Wednesday, November 05, 2008

The Real Crisis

I cried so hard last night, and it wasn't about the election. I was crying because of the shear meanness and anger that so many people have toward one another. I see more and more evidence of bitterness and/or apathy, and I don't know if it is because I am getting older or because the world is just progressively getting uglier. Thanks to the anonymity of the Internet, people have forgotten that respect is a virtue. And after some get accustomed to being nasty at the comfort of their keyboards, they grow more easy being that way in crowds and then so with individuals.

There is no use in being mean. None. Somehow being nice has become equated to weakness. One can be strong and resolute without being caustic and cruel. It seems like everything society worships are the things Jesus reviled. It takes more strength to be humble than to overflow with pride. It takes more courage to be wrongfully rebuked without retribution than it does to lash out in revenge.

I cried because I was so sad for humanity. I wanted to just love everyone so hard and all at once in some attempt to quell the hatred that seems to ooze so easily and out of no where. As if I were somehow important enough to get heard long enough to say, hush, just be nice, love one another, respect one another, comfort one another - or just be quiet. If they actually listened, would there just be silence?

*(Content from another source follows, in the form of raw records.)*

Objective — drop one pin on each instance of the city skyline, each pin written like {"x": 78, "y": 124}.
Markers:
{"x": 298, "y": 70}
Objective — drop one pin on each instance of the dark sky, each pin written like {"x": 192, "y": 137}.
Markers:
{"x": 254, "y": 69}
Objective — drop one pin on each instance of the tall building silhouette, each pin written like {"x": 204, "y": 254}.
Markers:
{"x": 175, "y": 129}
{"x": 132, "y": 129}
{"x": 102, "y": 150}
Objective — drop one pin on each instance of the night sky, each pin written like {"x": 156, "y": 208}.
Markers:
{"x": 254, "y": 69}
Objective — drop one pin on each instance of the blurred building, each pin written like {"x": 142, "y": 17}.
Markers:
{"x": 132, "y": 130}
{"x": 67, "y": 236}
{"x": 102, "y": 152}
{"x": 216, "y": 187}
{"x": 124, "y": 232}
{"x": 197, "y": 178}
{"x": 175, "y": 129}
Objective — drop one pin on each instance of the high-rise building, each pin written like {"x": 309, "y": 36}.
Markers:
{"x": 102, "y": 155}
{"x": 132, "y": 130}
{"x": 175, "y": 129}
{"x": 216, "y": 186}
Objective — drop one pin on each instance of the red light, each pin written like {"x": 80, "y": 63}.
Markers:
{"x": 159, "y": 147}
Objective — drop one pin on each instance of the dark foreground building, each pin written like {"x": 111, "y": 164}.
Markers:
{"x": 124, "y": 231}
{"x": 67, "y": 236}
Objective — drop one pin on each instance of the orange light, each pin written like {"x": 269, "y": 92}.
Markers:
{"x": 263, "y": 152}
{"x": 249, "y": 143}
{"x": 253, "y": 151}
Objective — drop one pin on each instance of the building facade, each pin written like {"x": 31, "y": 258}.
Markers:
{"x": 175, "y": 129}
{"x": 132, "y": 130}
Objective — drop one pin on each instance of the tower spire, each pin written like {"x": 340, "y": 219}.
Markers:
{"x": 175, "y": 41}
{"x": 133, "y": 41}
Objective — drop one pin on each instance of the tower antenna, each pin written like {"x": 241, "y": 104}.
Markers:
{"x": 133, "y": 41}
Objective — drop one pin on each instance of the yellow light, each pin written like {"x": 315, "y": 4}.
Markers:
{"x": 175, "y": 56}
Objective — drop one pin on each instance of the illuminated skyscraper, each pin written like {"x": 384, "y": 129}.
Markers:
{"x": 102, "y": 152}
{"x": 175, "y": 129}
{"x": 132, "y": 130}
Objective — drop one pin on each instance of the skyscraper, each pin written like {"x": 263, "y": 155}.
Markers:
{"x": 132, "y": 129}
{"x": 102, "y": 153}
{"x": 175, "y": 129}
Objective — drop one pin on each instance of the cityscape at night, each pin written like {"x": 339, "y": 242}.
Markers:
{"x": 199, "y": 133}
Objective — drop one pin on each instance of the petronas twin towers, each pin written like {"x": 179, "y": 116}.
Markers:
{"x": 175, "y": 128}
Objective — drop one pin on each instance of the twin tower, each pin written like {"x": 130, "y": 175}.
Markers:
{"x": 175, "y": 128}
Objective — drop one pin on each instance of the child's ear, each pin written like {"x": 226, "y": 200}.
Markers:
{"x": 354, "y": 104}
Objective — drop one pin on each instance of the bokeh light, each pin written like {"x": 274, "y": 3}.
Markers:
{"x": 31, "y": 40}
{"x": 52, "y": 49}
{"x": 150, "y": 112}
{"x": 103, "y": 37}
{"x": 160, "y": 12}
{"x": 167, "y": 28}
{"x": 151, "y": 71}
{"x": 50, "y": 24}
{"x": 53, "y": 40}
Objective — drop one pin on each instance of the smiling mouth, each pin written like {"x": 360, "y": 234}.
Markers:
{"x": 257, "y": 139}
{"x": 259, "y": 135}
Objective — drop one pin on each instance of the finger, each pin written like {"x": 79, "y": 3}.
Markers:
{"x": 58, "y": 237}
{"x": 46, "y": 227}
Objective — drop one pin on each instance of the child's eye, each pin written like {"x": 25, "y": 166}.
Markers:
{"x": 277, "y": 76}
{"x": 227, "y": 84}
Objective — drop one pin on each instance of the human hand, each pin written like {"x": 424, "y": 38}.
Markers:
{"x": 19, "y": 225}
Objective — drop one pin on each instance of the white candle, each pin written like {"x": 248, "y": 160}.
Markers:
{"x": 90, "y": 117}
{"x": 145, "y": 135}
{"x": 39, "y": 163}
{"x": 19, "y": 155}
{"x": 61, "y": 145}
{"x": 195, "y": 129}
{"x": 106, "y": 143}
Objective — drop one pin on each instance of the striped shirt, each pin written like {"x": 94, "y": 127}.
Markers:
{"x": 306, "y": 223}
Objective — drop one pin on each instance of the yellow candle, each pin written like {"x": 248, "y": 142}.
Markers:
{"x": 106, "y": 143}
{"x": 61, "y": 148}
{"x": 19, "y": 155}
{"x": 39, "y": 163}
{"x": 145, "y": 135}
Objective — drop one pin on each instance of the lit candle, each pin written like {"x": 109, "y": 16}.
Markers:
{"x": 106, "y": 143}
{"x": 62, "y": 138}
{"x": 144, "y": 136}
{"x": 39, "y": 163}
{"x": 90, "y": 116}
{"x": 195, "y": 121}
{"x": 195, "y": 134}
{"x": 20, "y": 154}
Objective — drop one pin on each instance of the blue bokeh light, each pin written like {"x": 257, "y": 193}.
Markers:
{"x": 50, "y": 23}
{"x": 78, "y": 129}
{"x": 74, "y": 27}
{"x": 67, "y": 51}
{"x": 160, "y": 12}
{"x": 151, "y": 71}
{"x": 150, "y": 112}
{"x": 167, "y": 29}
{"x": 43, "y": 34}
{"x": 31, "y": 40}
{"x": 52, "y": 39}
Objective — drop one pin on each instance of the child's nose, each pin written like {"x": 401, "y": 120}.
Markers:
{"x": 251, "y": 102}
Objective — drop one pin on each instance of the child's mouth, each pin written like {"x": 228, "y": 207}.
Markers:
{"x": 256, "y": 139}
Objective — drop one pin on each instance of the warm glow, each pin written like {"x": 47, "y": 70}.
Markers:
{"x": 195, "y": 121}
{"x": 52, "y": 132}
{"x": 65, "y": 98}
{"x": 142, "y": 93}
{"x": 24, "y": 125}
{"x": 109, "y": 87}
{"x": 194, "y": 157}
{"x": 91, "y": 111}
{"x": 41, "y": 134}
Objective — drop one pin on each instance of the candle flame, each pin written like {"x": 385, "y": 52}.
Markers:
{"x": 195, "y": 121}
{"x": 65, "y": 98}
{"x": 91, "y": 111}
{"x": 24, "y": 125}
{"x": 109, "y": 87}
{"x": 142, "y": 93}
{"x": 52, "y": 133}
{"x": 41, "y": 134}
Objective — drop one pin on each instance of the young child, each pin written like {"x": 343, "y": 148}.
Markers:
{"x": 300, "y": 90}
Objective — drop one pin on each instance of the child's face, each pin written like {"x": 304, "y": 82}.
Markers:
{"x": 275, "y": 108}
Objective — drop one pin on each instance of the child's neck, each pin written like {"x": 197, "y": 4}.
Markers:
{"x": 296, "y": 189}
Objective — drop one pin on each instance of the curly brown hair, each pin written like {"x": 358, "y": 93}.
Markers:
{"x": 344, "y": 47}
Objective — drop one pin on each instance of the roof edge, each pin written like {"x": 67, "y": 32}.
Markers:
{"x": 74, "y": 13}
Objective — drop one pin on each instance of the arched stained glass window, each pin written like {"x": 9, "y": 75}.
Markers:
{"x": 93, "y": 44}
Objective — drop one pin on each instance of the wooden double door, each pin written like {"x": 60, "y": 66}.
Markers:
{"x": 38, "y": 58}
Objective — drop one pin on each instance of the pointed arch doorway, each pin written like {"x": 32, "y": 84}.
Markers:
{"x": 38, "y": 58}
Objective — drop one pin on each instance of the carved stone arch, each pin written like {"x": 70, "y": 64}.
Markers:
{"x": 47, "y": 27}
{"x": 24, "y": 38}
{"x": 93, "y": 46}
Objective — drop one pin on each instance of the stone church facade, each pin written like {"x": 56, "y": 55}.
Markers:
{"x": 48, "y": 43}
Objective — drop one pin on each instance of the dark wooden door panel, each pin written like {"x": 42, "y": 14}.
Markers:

I know I am an idealist to the core, and that will never change. I would rather die than turn stoic and cynical. I continue to seek the good in people and refuse to believe that anyone is a lost cause. I refuse to believe that changing the world is up to someone else and not up to me. I take the crises of humanity personally, but I don't know if it is me who is flawed or those who don't mourn personally for the loss of the moral character of each and every one of us. I don't know.